There is an emergent consensus among policy makers, scholars, economic, social and cultural actors about the fact that creativity not only produces desirable experiences and qualities, but also engender the sorts of significant changes that are integral to innovation (Baumol 2006, Pratt, 2007, 2008; Cooke and Lazzeretti, 2008; Potts 2009, Bakshi & McVittie, 2009; Muller et al., 2009). Consequently, a host of policy-makers have promoted instruments over the course of the last decade, which are geared towards fostering the development of the cultural and creative sectors and which have innovation as their planned outcome (European Commission, 2009; European Commission, 2010b and 2012; Council of the European Union, 2015). The rationale, here, is that there is a direct causal link between investing in creativity and innovation.
This paper is problematizing this causality and argued that it cannot be taken as axiomatic. It raised the question of what constitutes the type of (institutional) change that promotes radical innovation or even a paradigm shift in a knowledge domain (Kuhn, 1996) and beyond, as well as considering how (creative) individuals, communities, or even an entire society can understand and cope with these changes.
One of the limitations of extant theories on (cultural) innovation is that they do not account for cultural shifts, and, at best, can only be said to touch upon social shifts. Instead this paper first, argues and illustrates that these theories must address this lacuna and seek to incorporate cultural and social changes as being important signals of qualitative changes.

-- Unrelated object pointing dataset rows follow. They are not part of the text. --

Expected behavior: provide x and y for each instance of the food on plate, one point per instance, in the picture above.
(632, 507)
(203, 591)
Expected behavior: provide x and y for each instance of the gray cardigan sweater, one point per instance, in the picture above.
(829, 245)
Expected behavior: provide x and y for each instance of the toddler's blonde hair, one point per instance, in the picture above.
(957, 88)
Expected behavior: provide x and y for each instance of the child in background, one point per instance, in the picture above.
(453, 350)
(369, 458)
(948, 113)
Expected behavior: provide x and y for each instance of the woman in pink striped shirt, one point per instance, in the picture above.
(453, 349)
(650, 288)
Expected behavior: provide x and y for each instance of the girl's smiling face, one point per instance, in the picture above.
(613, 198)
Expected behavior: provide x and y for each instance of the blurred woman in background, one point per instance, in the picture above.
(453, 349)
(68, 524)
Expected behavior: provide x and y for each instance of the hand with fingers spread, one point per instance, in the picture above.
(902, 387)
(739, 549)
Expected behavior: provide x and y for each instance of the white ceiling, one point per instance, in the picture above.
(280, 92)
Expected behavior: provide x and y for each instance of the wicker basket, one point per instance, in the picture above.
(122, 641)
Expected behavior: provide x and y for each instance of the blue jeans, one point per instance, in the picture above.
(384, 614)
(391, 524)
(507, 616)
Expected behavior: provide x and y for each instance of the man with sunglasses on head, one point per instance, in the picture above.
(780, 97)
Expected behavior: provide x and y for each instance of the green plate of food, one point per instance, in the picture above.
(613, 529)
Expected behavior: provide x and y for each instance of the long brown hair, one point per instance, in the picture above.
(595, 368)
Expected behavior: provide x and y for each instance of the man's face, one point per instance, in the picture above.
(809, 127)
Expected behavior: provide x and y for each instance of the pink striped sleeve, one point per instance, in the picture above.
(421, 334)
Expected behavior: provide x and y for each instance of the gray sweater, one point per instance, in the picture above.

The arguments here build on the Kuhn’s (1962/1996) paradigm shift in a knowledge domain in conjunction with the notion of innovation introduced by Schumpeter (1975) and social-psychology perspectives of the “transformational power” of creativity (Amabile, 1983; Csikszentmihalyi, 1996).
Once the cultural and social embeddedness of the (cultural) innovation is established, the paper proposes a comprehensive framework based on value-based approach (VBA) that allows to analyse those cultural and social changes (Klamer, 2017).
In order to be able to make sense of the dynamic process of value formations, as well as the way they can yield transformations, the paper adopts the VBA to study different (cultural) valorisation practices within the visual arts and GLAM sector.